Kitabın en sakin ve görünüşte adı gibi “serin” de olsa bana en sıcak gelen hikâyesi “Invierno” (Kış), Yunior, Rafa ve annelerinin Santo Domingo’dan New Jersey’ye geldikten sonra, bütün gün“fabrikadaki” babalarının emriyle evin dışına hiç çıkamamalarının hikâyesi. İki oğlanın televizyon karşısında geçirdikleri sonsuz gibi görünen saatlerin; annesinin (Mami) “her şeyi en az on kez temizlemesinin”; Dominik’i onlardan çok önce terk ettiği için pek az hatırladığı babasının (Papi), Yunior’u hayalkırıklığına uğratan “ortalama boyunun, sıradan yüzünün”; Papi’nin beceriksiz Yunior’a “çok gerizekâlı tanıdım, hepsi de anasını s..tiğim ayakkabılarını bağlayabiliyor”diye bağırmasının; afro saçından kurtulması için kafası üç numaraya vurdurulunca “kocaman bir başparmağa” benzeyen Yunior’un beyaz çocuklarla bir türlü arkadaş olamamasının; bir keresinde“siyah kızlar daha iyidir, sana herkesten daha iyi bakarlar” diyen Papi’nin annesinden başka kadınlarla seviştiğinin sessiz bilgisinin ekşi bir koku gibi evin duvarlarına sinmesinin; ve sonunda, ağlayan bir Mami ile iki oğlunun, bir kar fırtınasında, yasağa rağmen hep birlikte dışarı çıkarak, hiç bilmedikleri bembeyaz bir örtünün içinde ilk kez neşelenmelerinin ve o sırada Yunior’un kazınmış kafasına takılan kar kristallerinin hikâyesi…

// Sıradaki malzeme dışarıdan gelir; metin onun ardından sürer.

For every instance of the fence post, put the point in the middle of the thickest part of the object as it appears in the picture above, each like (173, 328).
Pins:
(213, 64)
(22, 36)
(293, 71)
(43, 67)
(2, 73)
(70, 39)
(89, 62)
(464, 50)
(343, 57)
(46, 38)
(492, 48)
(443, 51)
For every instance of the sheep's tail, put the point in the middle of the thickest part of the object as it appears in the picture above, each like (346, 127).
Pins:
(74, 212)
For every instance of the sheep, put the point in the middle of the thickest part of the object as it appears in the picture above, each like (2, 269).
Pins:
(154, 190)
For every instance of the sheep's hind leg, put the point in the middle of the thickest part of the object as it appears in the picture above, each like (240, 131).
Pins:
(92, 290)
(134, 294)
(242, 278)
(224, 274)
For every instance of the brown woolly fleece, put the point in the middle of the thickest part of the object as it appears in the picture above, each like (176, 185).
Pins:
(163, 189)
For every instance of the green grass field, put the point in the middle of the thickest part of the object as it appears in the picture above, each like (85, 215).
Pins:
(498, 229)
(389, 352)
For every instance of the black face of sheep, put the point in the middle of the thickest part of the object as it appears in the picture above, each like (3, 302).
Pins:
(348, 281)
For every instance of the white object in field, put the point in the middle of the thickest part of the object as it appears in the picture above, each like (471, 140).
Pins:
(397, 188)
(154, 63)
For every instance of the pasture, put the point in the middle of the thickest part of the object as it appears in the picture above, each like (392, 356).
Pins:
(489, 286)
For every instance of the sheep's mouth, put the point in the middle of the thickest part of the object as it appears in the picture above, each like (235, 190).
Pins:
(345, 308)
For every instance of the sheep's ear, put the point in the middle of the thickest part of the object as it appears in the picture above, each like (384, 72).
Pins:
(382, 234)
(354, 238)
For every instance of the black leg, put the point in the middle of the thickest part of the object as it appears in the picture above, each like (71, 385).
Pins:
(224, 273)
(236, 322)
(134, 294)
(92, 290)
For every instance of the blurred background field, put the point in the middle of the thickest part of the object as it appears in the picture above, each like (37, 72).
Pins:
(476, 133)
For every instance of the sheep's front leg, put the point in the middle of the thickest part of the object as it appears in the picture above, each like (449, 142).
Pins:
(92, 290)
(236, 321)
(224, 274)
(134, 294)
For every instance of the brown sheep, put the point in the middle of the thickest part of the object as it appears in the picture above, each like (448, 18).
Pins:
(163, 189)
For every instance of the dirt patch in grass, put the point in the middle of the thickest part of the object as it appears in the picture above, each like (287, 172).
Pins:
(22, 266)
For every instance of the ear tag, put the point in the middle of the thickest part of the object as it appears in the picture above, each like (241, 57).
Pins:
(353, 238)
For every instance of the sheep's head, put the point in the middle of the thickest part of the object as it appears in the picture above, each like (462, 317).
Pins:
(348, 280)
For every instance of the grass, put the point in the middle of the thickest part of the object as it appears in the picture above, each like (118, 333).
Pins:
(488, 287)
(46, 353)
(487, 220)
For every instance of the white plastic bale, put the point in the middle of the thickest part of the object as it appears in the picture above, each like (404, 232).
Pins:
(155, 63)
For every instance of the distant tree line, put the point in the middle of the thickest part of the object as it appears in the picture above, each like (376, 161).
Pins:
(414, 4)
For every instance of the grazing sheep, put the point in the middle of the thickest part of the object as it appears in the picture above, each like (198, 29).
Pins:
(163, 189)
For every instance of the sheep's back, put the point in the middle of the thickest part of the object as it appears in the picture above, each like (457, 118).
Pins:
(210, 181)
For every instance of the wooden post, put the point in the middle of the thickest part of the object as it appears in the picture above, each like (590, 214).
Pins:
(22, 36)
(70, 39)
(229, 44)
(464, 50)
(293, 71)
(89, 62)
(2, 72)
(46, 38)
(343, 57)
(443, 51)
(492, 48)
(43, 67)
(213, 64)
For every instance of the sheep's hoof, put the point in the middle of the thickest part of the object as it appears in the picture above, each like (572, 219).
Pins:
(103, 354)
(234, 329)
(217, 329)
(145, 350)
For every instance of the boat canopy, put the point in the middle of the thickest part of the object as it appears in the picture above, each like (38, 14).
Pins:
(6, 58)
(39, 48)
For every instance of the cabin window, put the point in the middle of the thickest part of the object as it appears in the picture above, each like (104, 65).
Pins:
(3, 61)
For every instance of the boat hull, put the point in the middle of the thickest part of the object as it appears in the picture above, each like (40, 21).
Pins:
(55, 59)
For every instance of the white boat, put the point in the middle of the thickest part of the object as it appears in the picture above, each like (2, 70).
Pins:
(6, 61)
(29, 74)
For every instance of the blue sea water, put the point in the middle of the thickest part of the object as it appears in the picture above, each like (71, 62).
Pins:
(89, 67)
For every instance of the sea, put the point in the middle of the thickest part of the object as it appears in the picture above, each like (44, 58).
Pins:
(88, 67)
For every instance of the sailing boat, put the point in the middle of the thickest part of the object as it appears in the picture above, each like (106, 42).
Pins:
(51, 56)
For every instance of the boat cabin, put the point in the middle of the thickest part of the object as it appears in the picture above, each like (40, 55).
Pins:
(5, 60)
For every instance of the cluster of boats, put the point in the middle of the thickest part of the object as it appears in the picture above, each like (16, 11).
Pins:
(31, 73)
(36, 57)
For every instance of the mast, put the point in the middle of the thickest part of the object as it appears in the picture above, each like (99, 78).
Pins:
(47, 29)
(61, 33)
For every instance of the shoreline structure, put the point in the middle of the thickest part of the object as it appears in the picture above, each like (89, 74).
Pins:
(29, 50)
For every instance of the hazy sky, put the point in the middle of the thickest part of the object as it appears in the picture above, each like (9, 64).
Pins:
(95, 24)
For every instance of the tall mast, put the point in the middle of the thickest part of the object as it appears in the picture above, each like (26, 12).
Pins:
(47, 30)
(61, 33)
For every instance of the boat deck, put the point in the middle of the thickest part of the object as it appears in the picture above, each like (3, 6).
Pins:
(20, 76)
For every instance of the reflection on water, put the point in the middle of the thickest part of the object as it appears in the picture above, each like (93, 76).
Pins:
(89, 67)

Bu çok basit olaylar – hatta olaysızlıklar— dizisini, olabilecek en yalın dille yazıp, yalnızlık ve yabancılaşma, aşk ve aldatma üzerine gayet dokunaklı bir hikâyeye dönüştürebiliyor Díaz. Ve siz, kitabın sonlarında yer alan “Invierno”daki karıkoca, baba-oğul ve ağabey-kardeş dinamiğine tanıklık ettiğiniz andan itibaren, önceki ve sonraki hikâyelerde Yunior’un kadınlarla niye öyle seviştiğini, onları niye aldattığını, niye kimseye bağlanamadığını ve niye kimseden vazgeçemediğini daha iyi anlıyorsunuz. Öyle ki “Miss Lora”da, içindeki iflah olmaz şehveti kavramaya başlayan yeni yetme bir Yunior’un, babasının aldattığı kadınları hatırlayıp, kendi kendine “Bu genin sana geçmemiş, bir kuşak atlamış olduğunu sanıyordun ama kendini kandırmışsın” diye söylenmesine hiç gerek kalmıyor aslında.
“The Sun, The Moon and The Stars” (Güneş, Ay ve Yıldızlar) adlı hikâyede, âşık olduğu Magdalena’yı, ondan daha iyi seviştiğini işittiği Cassandra’yla aldatan Yunior, bir gün yatakta Cassandra’nın sıcak vücudu vücuduna sarılmış halde ve her şey mükemmel görünürken, Magdalena’ya telefon edip, “Seni özledim” dediğinde pek şaşırmıyorsunuz. İflah olmayan sadece Yunior’un içindeki “şehvetin” bencil tezahürleri değil çünkü. Biliyorsunuz ki, kader olduğu kadar karar da olan bir yalnızlığı yaşamaya mahkûm o. Yoksa, aldatıldığını, bir kadından gelen ve “herşeyi, geçmişi, şimdiyi ve geleceği infilak ettiren” bir mektuptan öğrenen Magdalena’ya tam da o anda söyleyeceği üzere, Yunior da “herkes gibi” bir adam aslında, “zayıf, hatalarla dolu ve özünde iyi.”